What Jack Dorsey May Have to Say about Web 3
07 Feb 2022
Jack Dorsey is the co-founder and former CEO of Twitter, and one of the vocal public figures that support crypto, tweeting things like “Bitcoin will unite a deeply divided country and eventually the world”. But he is less supportive of the wider Web 3 movement which proposes a decentralized, user-owned alternative to the current Web 2 state of the internet.
It may be odd at first, but once you dig a little deeper, you’ll see that it’s not the theory of Web 3 that Jack rejects, but rather, the reality of how it is currently being built.
Two crypto camps
Jack’s Web 3 rejection is part of a battle of minds that has been going on for years in the crypto space.
On the one side, you have ‘crypto people’ that advocate for anything built on decentralized systems. This group expanded with the launch of Ethereum in 2014, and now includes all the Ethereum-killer communities that branched off the original smart contract project such as Solana, Luna, Avalanche, Fantom, and more. These are the same people that make up most of Crypto Twitter, led the DeFi boom in 2020, the NFT craze in 2021, and GameFi and DAO projects this year.
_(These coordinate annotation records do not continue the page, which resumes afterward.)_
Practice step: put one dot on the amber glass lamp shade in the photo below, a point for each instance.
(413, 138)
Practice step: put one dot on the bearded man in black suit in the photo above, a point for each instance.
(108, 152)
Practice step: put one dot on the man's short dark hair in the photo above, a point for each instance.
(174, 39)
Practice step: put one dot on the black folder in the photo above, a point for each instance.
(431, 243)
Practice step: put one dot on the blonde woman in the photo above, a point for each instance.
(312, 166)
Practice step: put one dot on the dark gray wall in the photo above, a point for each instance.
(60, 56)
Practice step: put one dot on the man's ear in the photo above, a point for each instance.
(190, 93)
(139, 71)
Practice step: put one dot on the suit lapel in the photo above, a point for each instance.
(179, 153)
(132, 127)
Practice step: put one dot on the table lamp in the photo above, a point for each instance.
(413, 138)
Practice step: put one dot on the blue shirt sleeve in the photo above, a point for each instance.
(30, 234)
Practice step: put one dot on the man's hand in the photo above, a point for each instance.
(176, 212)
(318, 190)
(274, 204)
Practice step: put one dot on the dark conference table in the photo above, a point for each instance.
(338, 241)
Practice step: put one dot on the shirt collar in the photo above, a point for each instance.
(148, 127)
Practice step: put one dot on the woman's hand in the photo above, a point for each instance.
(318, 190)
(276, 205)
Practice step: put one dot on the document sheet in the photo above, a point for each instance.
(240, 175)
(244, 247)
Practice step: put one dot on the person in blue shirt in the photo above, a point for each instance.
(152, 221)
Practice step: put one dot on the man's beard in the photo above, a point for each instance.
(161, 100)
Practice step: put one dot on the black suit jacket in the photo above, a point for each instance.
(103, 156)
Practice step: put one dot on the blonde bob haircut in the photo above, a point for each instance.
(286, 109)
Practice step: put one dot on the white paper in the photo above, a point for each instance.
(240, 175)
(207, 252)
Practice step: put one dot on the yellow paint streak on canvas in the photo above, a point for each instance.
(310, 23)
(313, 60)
Smart contracts are the engine of all these applications and platforms, replacing centralized gatekeepers with self-executing code that enforce transparent irreversible transactions. These systems need utility tokens to work, which is why there are over 14K+ tokens currently trading in the crypto market. Web 3 is not a single application, but rather a much broader application of this design to the full online world we live in today. In a Web 3 internet world, applications would be decentralized, tied to blockchains, and populated with user-owned assets like NFTs across art, entertainment, gaming, social media, and more.
On the other side of this debate, are what we call the Bitcoin Maximalists, or the Maxis. This group firmly believes that the original cryptocurrency Bitcoin is the only real, legitimate decentralized currency, blockchain, and infrastructure. This camp tends to believe that most altcoins compromise too much on decentralization in favor of things like speed and convenience. While Web 3 and concepts like the metaverse still require exact definition, Maxis already know exactly what Bitcoin has to offer:
- Data security, you can’t hack the Bitcoin network
- Censorship resistance, anyone can use Bitcoin and nobody can stop you
- Privacy, but not necessarily secrecy
- Trustlessness, it all runs on code in a fully decentralized system
As a testament to its decentralization, it took years to reach consensus across miners to effect an upgrade like Taproot, and then even more time to actually implement the upgrade. And while some countries have banned Bitcoin mining and or trading, no country can stop the global Bitcoin network. In the eyes of Maxis, Bitcoin is the only ‘real’ blockchain as there is not a single centralized party that can be targeted or that can effect change unilaterally. That’s a different story than say, a stablecoin like USDC which is administered by Circle.
How this relates to Web 3
So you have two camps in the crypto world, one that experiments with this new technology seeking to democratize any and all applications, and another camp that says these new systems are not sufficiently decentralized to gain any real benefits of a real blockchain - and only stands to make the creators and financial backers of said projects rich.
Those firmly in the crypto camp rightly point out that much of what is currently being built and envisioned in the Web 3 space simply can’t be done using the Bitcoin blockchain. The bullet-proof security and decentralization of Bitcoin come at the cost of storage space and transaction speed. If you’re loading up your newest in-game NFT asset in the Sandbox, and it takes more than 10 minutes for the Bitcoin blockchain to confirm that you indeed now have a Snoop Dogg-themed jacuzzi, there won’t be many players lining up to join this glacial metaverse game.
Of course, Jack Dorsey would realize that. If the current infrastructure is not decentralized enough, and if Bitcoin as the only real blockchain is not fast enough, then there currently isn’t really a viable alternative route to realizing the vision of Web 3. So maybe this means Jack just doesn’t see the point of a half-baked somewhat decentralized Web 3 universe. It would either have to be scaled back significantly so that it could work on the Bitcoin blockchain, or abandoned altogether.
But perhaps trading NFT profile pics doesn’t have to be underpinned by the world’s most decentralized and robust cryptographic network - although some would argue that the Lightning Network or other second layers on top of Bitcoin could be suitable.
Maybe a system that is somewhat decentralized, and provides everyday users access to a slice of the financial pie, ownership of their assets and data, is still better than what we have today in Web 2. Even if that makes early investors like VCs incredibly rich in the process, it could still be an improvement and if anything, educate more people about the true value of the real, original, golden number 1, “no-country-can-stop-me-now” Bitcoin blockchain.